MY BEST BELOVED,
When you get this letter cease to sorrow for what will have happened, for I shall be at rest, and in peace at last, freed from a world in which I have known bitter sorrow and, until you came into my life, but little joy.
For these past months I am grateful to God, if such a being exists and regulates the conduct of a world gone mad.
For in a few hours I am to die.
It is harder for you than for me; one moment of agony I suffered, a moment that seemed to last a century, when, amidst the sea of faces that swam in a confused mass before me at the trial, I saw your eyes and the torture that you were suffering. When I saw your eyes I knew that the President had said I must die. I am glad that I was told this by you, the only one amongst all these men who loved me. I suppose the President spoke; I never heard him, but I saw your eyes and I knew.
My darling, it was cruel of you to come, cruel to me and cruel to yourself, but I loved you for being there; it showed me that up till the last you would stand by me, and until you read this you cannot know all the facts. That to you, as to the others, I must have seemed a woman spy and that nevertheless you stood by me, is to me a recollection of unsurpassable sweetness, compared with which all other thoughts of you fade into insignificance.
Know now, oh, well beloved, that I was not unworthy of your love.
I have a story to tell you, and I have such a little time left that I must write quickly. The priest who has been with me comes again an hour before the dawn, and he has promised to deliver these my last words of love into your hands.
My real name is Zoe Xenia Olga Sbeiliez, and I was born twenty–nine years ago at my father's country house at Inkovano, near Koniesfol. I am Polish; at least, my father was, and my mother comes from the Don country. There was a day when my father's ancestors were Princes in Poland. Poor Poland was torn by the vultures of Europe, just as your countrymen, my Karl, are tearing poor Belgium and France, and so my family lost estates year by year, and my grandfather is buried somewhere in the dreary steppes of Siberia because he dared to be a Polish patriot.
My father bowed before the storm, and under my mother's influence he never became mixed up with politics. Thus he lived on his estates at Inkovano, and nursed them for my younger brother, Alexandrovitch, the child of his old age. Alex would be nineteen now, had he lived. The estates were large as these things go in Western Europe, but they were but a garden as compared with the lands held by my great–grandfather, Boris Sbeiliez.
My father had a dream, and he dreamed this dream from the day Alex was born to the day they both died in each other's arms.
My father dreamt that one day the Tsars would soften their heart to Poland, and raise her up from the dust to a place amongst the nations, and my father dreamt that Alexandrovitch Sbeiliez would become a leader of Poland, as his ancestors had been before him. And so my father nursed his estates and pinched and saved, in preparation for the day when his beautiful dream should come true.

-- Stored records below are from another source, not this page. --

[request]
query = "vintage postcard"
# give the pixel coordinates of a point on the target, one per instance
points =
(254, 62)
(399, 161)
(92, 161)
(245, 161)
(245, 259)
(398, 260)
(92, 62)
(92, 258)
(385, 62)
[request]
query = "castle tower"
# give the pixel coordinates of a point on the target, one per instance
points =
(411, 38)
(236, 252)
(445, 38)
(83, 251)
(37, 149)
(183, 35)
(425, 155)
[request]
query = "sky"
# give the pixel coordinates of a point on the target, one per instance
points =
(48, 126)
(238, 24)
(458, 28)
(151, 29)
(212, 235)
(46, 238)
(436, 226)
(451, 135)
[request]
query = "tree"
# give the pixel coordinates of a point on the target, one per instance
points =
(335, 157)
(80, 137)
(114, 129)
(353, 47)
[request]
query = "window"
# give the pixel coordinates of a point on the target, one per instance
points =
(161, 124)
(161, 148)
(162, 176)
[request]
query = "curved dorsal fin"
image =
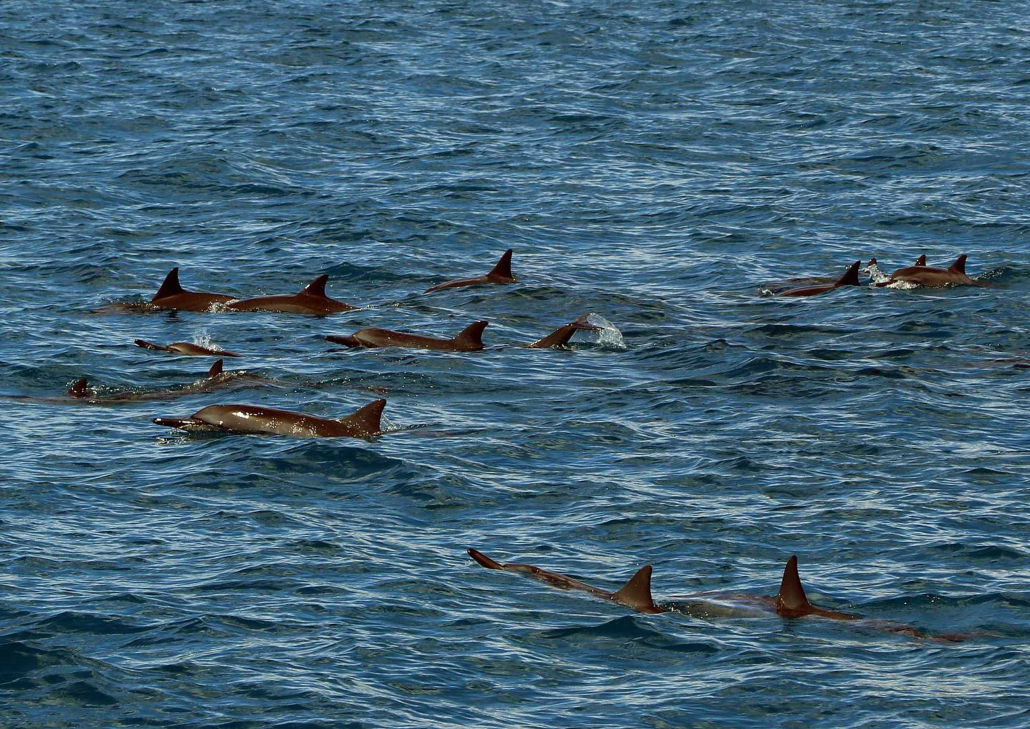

My poor idealistic father never realized, oh, my Karl, that when one wants a thing one must fight—to the death. Alex was the apple of his eye, but I was much loved by my mother; perhaps she dreamed a dream about me—I know not, but she determined that I should have all that was necessary. Paris, Berlin, Munich, Dresden, and a season in London, then I came home at twenty–one, perfectly educated according to the world, beautiful according to men, and dressed according to Paris. But I was only to find out how little I knew. My mother and I used to take a house in Warsaw for the season, and I met many notable men and women. In these days I, also, thought I could do something for Poland, but after two or three seasons I found that I, too, was only dreaming idle dreams. Oh! my beloved, beware of dreaming idle dreams.
Listen! I once met the Prime Minister of all Russia at a reception. I captivated him, and thought, now! now! I shall do something.